In considering this “regrettable feature of [our] nature,” Tolkien thought that the story of “The New Shadow” would have to go this way: “I found that even so early there was an outcrop of revolutionary plots, about a centre of secret Satanistic religion; while Gondorian boys were playing at being Orcs and going around doing damage.” This passage is almost directly out of Aristotle, who said the same thing less graphically. The “revolutionary plots” were directed at the goodness of being. The “Satanistic religion” made man God.

“I could have written a ‘thriller’ about the plot and its discovery and overthrow,” Tolkien adds, “but it would be just that. Not worth doing.” What might Tolkien have meant here? He could have written a thriller in which the plots of these young men are discovered and overthrown. Still, it was “not worth doing.” Why was this story not worth finishing, while writing “The Lord of the Rings” was worth finishing? What was the difference?

“Their quick satiety with the good” is given as the reason for the “most regrettable” thing about the nature of men. One must look long and hard at such an affirmation. The question is: Is this “quick satiety” with the “good” such a bad thing? Augustine, of course, is witness to its factuality. All finite things are good. We are given minds to see that goodness in them.

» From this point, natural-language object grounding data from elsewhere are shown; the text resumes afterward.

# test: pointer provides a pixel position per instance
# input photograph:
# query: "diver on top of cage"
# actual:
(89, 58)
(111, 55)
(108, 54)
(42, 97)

Our nature is such that we never find complete satiety in anything less than that for which we were put into existence in the first place. And this end is not just one more finite good, no matter how good it is. The “Satanistic” part constitutes a turning away from the good that is there, even if not complete, to a “good” that we make ourselves. This story has been repeated so often in our kind that we should by now have learned the lesson. The reason Tolkien did not finish the story is that we should already know these things from our own experience.

© The Hoya, Georgetown University


Posted: Fri Mar 27, 2009 10:49 am
by Iolanthe
Interesting, Philipa! In many ways I'm glad Tolkien didn't write that story - in the same way that I never wanted the Lord of the Rings to end I don't want all the good that was achieved to end, impossible as that is. I want to be left in a Middle-earth that ends with 'Well, I'm back' not one with 'Well, I've got to go again' even though it would be other generations.

The story Tolkien outlined would have been a case of history repeating itself - Numenor fell because they grew tired of the good things they had, worshipped Morgoth, built a satanic temple, and believed Sauron's lies about the West. He would have been retelling the tale post LotR. After leaving Numenor the faithful Numenorians had already gone through a second cycle of rise and fall. After the fourth age starts and King Elessar comes to sweep away Sauron and the cobwebs another cycle would be “sinister and depressing” indeed. I'm glad we never had it.